This all started I guess two years ago when I went to Strasbourg, France for a semester abroad which turned into a year abroad when I decided to go to Manchester, England for my second semester. I think that is when I really started seeing everything in my life differently, I realized how capable I was of actively searching for whatever I wanted rather than living in some prescribed role. There was no drastic moment, no light bulbs shattered. Honestly, it was slow and unnoticeable. You do change while you travel, but while you’re travelling you’re really just adapting. I just liked what I was adapting to. OK so somewhere along the way I also got really interested in sustainability. I’ve always loved the outdoors and hiking even though I’m from Brooklyn where the wild things are the rats on the subway. But still somehow my only camp experience was a three week camping trip through Canada when I was 13.

But I started thinking about nature and food production in a really serious way and I just love hearing and learning about it. So my last semester in school I did an independent study about Literature & Sustainability which really took on a life of its own and really became about how people derive pleasure and how our societal constructs have taken us away from many forms of pleasure… which is a whole other tangent.

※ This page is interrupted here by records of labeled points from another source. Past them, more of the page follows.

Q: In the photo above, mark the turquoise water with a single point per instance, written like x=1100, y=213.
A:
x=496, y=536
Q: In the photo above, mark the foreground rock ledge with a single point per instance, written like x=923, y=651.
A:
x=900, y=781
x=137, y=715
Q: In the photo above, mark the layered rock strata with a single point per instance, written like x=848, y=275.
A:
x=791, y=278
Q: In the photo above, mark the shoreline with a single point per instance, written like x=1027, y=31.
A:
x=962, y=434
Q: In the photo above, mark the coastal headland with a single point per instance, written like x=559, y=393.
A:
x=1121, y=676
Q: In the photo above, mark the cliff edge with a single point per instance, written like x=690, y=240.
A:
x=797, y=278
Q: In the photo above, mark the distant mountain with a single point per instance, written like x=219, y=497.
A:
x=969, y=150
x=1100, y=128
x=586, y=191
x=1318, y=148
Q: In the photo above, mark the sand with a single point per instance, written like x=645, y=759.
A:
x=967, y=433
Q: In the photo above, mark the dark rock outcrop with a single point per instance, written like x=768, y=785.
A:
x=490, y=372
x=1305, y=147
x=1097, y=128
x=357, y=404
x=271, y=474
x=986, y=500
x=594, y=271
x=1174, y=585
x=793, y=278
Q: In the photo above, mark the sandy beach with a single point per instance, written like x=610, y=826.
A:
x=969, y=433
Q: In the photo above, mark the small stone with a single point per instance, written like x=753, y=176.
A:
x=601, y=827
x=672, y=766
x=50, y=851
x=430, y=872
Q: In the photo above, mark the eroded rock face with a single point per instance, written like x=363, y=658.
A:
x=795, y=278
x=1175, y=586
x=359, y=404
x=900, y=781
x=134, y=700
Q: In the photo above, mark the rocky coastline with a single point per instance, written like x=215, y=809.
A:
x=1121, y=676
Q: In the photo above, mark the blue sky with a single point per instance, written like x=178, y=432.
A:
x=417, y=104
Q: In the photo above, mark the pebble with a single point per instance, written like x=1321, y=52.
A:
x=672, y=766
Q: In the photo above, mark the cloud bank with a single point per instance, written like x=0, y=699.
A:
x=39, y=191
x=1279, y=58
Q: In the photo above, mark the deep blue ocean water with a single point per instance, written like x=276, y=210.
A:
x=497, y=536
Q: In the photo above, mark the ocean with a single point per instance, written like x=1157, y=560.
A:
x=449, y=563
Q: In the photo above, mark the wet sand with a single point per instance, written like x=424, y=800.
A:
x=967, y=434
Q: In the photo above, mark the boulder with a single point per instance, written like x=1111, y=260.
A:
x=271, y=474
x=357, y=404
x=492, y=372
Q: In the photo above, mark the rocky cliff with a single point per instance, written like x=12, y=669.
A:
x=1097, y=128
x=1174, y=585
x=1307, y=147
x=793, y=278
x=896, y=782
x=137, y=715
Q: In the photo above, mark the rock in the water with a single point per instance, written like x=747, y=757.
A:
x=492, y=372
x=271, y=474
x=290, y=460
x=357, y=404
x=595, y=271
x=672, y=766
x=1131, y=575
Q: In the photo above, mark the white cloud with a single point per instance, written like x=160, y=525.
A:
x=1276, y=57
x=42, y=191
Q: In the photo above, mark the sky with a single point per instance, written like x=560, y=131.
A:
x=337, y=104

Throughout the course my professor, who was fantastic, really guided me to consider going to grad school for this, science communication or whatever the title may be. I really wanted to go back to Europe and WWOOF and then also looking at grad schools seem to be the perfect pairing. I suppose it still is. But the more time passes it is becoming apparent that having the script in my head come to life is just a little more challenging than anticipated. But perhaps it is just allowing myself to take more time, it is mine after all.